Milasas looks back at her financial troubles and brushes away any negative feelings towards herself, and instead, appreciates the awareness it gave her, instead choosing to look at where she could continue to make changes. “I think that you can always turn something into something greater, is my point of view about everything.”
As for the advice she thinks is the best starting point? “Come out of judgement.”

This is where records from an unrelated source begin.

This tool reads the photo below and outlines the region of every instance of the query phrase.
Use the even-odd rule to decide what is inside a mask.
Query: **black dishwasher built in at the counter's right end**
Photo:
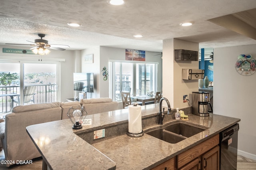
[[[220,170],[236,170],[239,124],[220,132]]]

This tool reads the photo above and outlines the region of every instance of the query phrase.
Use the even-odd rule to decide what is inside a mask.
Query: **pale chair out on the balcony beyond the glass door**
[[[25,103],[35,103],[35,91],[36,86],[25,86],[24,87],[24,104]],[[12,102],[20,105],[20,98],[12,99]]]

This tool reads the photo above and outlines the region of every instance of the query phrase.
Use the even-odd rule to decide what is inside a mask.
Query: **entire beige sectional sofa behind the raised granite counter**
[[[80,102],[52,102],[21,105],[13,108],[0,123],[0,138],[5,160],[31,160],[40,157],[36,146],[28,136],[26,127],[39,123],[68,119],[72,106],[83,105],[88,115],[118,109],[118,103],[109,98],[83,99]],[[6,166],[10,166],[7,164]]]

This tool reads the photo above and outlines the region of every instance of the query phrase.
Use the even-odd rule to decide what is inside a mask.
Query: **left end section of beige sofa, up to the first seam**
[[[0,123],[0,137],[5,160],[32,160],[40,157],[36,146],[28,136],[26,127],[61,119],[59,102],[16,106]],[[10,166],[12,164],[7,164]]]

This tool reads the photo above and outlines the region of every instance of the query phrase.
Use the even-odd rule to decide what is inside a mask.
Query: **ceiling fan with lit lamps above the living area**
[[[48,44],[48,41],[47,40],[43,40],[43,37],[45,37],[45,34],[38,34],[38,36],[41,38],[41,39],[36,39],[34,42],[31,42],[31,43],[34,43],[34,44],[22,44],[22,43],[5,43],[5,44],[9,44],[9,45],[32,45],[34,47],[30,48],[30,49],[36,49],[36,48],[42,48],[42,49],[47,49],[47,48],[50,48],[50,49],[56,49],[56,50],[60,50],[60,51],[64,51],[66,49],[64,48],[60,48],[60,47],[52,47],[52,45],[61,45],[61,44]],[[27,42],[30,42],[27,40]],[[65,45],[67,47],[70,47],[68,45]]]

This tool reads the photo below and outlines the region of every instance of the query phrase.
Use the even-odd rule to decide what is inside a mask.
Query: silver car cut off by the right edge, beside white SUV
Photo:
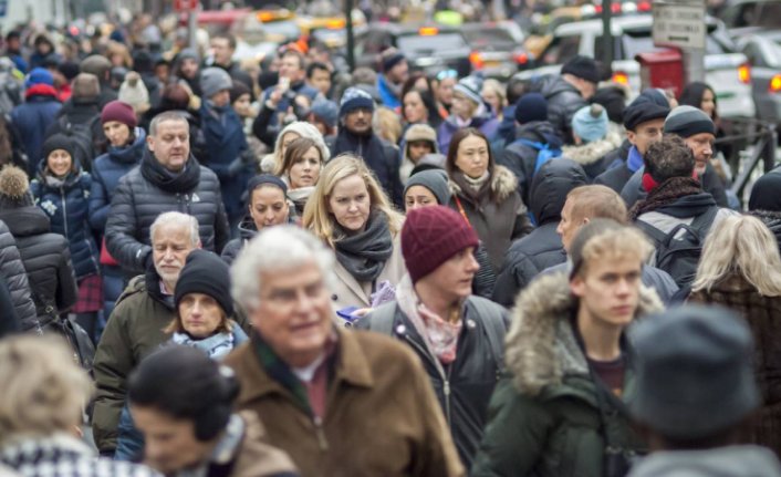
[[[757,117],[781,125],[781,32],[752,34],[739,45],[751,63]]]

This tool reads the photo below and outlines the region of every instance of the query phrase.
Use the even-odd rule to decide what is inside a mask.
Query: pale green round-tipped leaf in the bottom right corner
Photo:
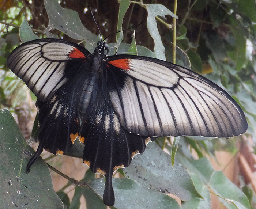
[[[227,208],[251,209],[246,195],[222,171],[212,174],[209,186]]]

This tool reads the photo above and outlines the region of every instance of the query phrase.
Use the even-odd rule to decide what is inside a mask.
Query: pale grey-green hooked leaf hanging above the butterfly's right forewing
[[[155,19],[156,16],[165,16],[170,15],[174,18],[178,17],[174,15],[169,9],[167,9],[162,4],[147,4],[146,5],[148,17],[147,17],[147,28],[148,32],[150,33],[151,37],[154,39],[154,57],[166,60],[165,58],[165,47],[163,46],[161,36],[159,34],[157,28],[157,21]]]

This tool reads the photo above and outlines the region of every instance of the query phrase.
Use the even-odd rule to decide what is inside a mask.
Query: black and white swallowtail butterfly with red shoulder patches
[[[112,176],[159,136],[232,137],[245,115],[222,88],[182,66],[136,55],[106,56],[61,39],[18,46],[7,65],[37,96],[39,146],[65,154],[75,140],[83,162],[106,176],[103,201],[114,205]]]

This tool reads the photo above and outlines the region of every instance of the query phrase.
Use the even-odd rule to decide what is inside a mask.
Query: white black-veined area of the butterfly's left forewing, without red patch
[[[64,69],[73,48],[58,42],[31,43],[15,50],[7,64],[40,100],[46,102],[67,82]]]

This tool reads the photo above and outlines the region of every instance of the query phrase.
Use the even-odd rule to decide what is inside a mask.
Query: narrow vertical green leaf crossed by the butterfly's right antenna
[[[123,30],[122,24],[123,24],[123,18],[125,13],[127,12],[127,9],[130,6],[129,0],[120,0],[119,1],[119,12],[118,12],[118,22],[117,22],[117,31]],[[124,33],[123,31],[116,34],[116,50],[118,50],[118,47],[120,43],[123,41]],[[116,53],[116,51],[115,51]]]

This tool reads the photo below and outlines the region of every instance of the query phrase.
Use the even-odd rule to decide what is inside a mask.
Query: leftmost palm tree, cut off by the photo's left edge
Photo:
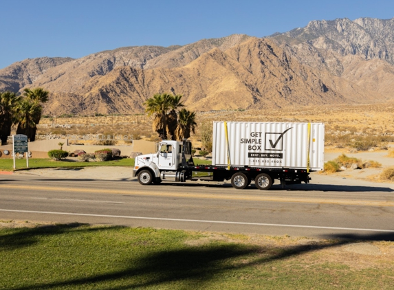
[[[11,135],[11,127],[16,122],[20,100],[19,96],[10,91],[0,94],[0,144],[5,144],[8,136]]]

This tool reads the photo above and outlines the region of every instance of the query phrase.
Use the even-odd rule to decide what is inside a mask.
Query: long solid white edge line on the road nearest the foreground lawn
[[[107,214],[76,214],[73,212],[38,212],[34,210],[3,210],[1,212],[29,212],[32,214],[64,214],[69,216],[96,216],[96,217],[107,217],[107,218],[118,218],[118,219],[148,219],[153,221],[186,221],[195,223],[225,223],[231,225],[264,225],[270,227],[305,227],[311,229],[325,229],[325,230],[349,230],[349,231],[363,231],[363,232],[394,232],[394,230],[375,230],[375,229],[357,229],[353,227],[319,227],[317,225],[281,225],[276,223],[244,223],[239,221],[204,221],[199,219],[166,219],[166,218],[154,218],[145,216],[113,216]]]

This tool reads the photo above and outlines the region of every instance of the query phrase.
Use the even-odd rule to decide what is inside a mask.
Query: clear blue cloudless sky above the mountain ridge
[[[391,19],[393,0],[0,0],[0,69],[25,58],[267,36],[311,20]]]

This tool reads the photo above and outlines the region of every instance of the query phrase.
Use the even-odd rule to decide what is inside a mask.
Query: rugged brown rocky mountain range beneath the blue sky
[[[267,38],[233,34],[0,69],[0,91],[44,87],[45,112],[140,113],[157,92],[189,109],[261,109],[393,100],[394,19],[311,21]]]

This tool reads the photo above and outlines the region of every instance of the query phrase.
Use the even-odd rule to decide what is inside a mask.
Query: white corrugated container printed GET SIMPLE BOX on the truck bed
[[[321,123],[214,122],[212,165],[322,170],[324,139]]]

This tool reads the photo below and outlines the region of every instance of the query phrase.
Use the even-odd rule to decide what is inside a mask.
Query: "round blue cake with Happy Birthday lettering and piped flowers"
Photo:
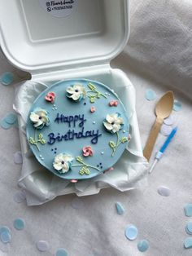
[[[66,80],[35,99],[26,133],[42,166],[76,182],[116,164],[129,143],[129,119],[107,86],[86,79]]]

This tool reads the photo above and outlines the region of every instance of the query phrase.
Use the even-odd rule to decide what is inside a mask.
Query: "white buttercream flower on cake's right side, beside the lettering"
[[[111,133],[116,133],[124,124],[124,119],[120,117],[119,113],[107,114],[106,121],[103,121],[105,128]]]

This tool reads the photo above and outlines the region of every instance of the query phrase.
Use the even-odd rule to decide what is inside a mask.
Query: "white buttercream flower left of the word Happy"
[[[42,129],[44,126],[49,126],[50,120],[45,109],[36,108],[30,114],[30,120],[33,121],[33,126],[37,129]]]

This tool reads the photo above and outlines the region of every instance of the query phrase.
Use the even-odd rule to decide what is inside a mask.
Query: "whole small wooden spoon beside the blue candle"
[[[151,152],[154,148],[155,141],[159,134],[160,127],[163,124],[164,118],[168,117],[172,113],[172,107],[174,103],[174,97],[172,91],[168,91],[161,99],[159,99],[156,104],[155,114],[156,120],[155,124],[151,129],[151,133],[146,142],[146,147],[143,150],[143,156],[149,161],[151,157]]]

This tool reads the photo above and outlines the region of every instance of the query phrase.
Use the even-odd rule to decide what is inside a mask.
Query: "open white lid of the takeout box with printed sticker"
[[[0,44],[31,73],[109,63],[129,38],[129,0],[0,0]]]

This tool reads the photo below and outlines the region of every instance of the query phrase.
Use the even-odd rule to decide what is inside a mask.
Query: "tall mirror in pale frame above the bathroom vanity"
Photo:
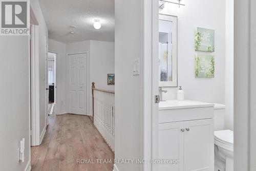
[[[177,16],[159,14],[159,87],[178,86]]]

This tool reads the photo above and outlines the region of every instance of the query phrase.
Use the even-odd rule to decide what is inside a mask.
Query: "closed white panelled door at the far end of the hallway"
[[[87,54],[68,55],[68,110],[86,115]]]

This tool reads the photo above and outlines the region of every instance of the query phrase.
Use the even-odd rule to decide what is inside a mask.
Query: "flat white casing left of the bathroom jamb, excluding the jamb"
[[[158,1],[156,6],[158,7]],[[143,159],[148,161],[150,164],[143,164],[141,170],[151,171],[152,170],[152,114],[153,114],[153,20],[152,20],[152,12],[154,7],[154,1],[146,1],[142,5],[142,87],[143,87],[143,94],[141,95],[142,98],[142,108],[143,108],[143,121],[141,123],[141,130],[143,138],[142,141],[142,150],[143,150]],[[158,76],[158,72],[157,72]],[[158,79],[157,79],[158,84]]]

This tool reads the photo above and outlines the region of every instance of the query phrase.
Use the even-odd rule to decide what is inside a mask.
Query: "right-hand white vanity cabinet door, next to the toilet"
[[[185,121],[184,170],[214,171],[213,119]]]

“I just think that you need to come out of judgment of your finances, and come out of judgment of yourself, and come out of judgment of your partner. Judgment never, ever, ever, ever creates something greater, it always creates something less. If you can ask yourself the question, ‘If we were creating our financial reality today, what would I choose? What would we choose? And start to be in that question, and create your own reality, not based on what the world is telling you it should be.”